O relator das investigações contra Lulinha é André Mendonça, que virou uma referência de legalidade no Supremo. Mendonça é presbiteriano, e faz sermões sobre trechos do Antigo Testamento. É lá que está a história de Sodoma e Gomorra; se houvesse dez justos naquelas cidades, não teria havido a chuva de enxofre e fogo. Não seria maravilhoso haver dez justos no Supremo, além de André Mendonça? Mas, hoje, esses são sonhos utópicos.

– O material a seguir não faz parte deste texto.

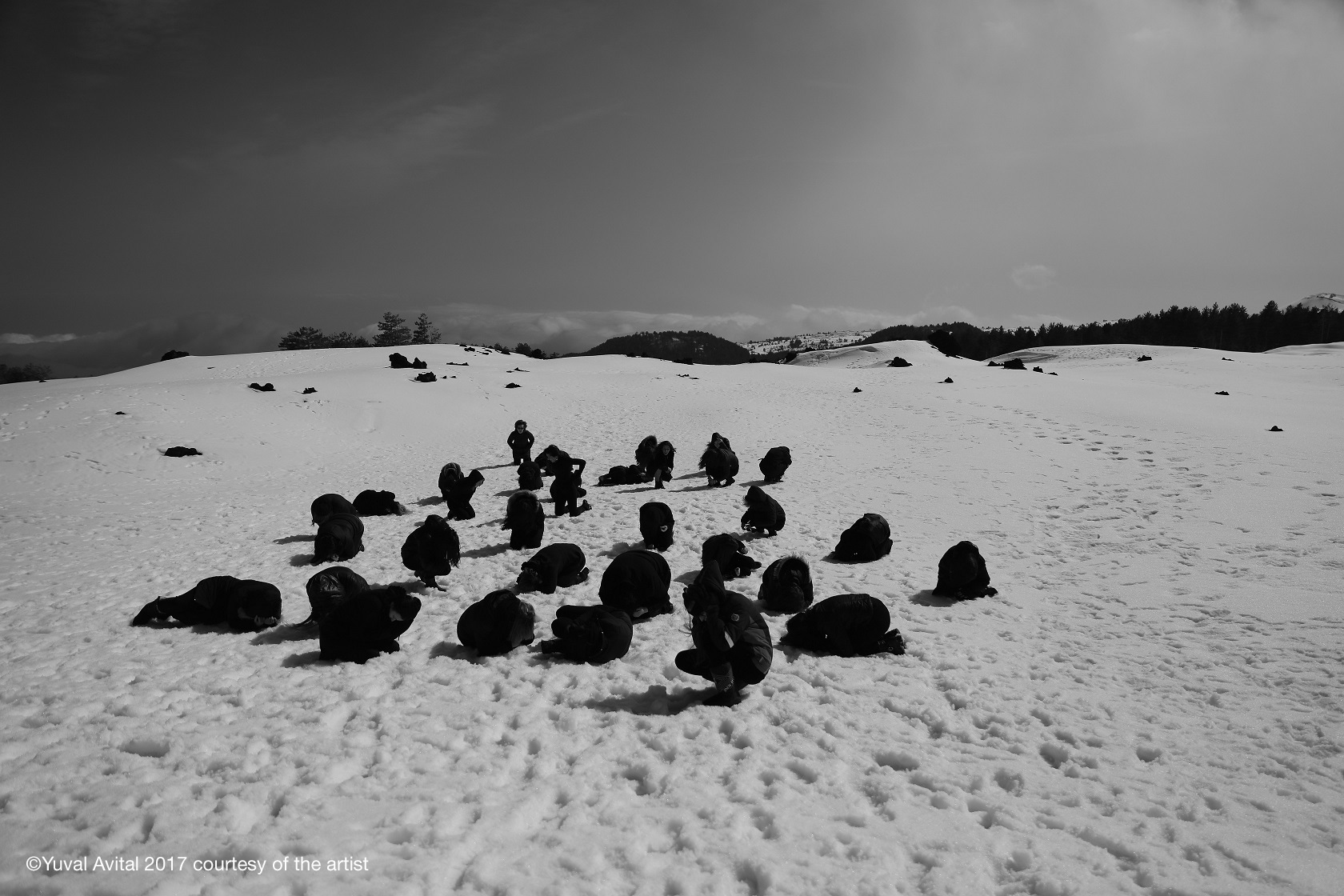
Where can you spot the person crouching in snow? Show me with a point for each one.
(731, 640)
(521, 441)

A Polícia Federal é uma polícia de Estado, uma instituição permanente como o Exército, a Marinha e a Aeronáutica. Se ela virar uma força política a serviço de um governo, ela acaba, porque aquilo que está na política fica sujeito a crítica, fica sujeito ao julgamento do povo, e ela deixa de ser uma polícia que está do lado da lei para estar do lado das tendências políticas, sendo usada como guarda pretoriana. A PF é a instituição de polícia judiciária do Estado brasileiro, da União, e não existe apenas para cuidar de fronteiras e crimes federais.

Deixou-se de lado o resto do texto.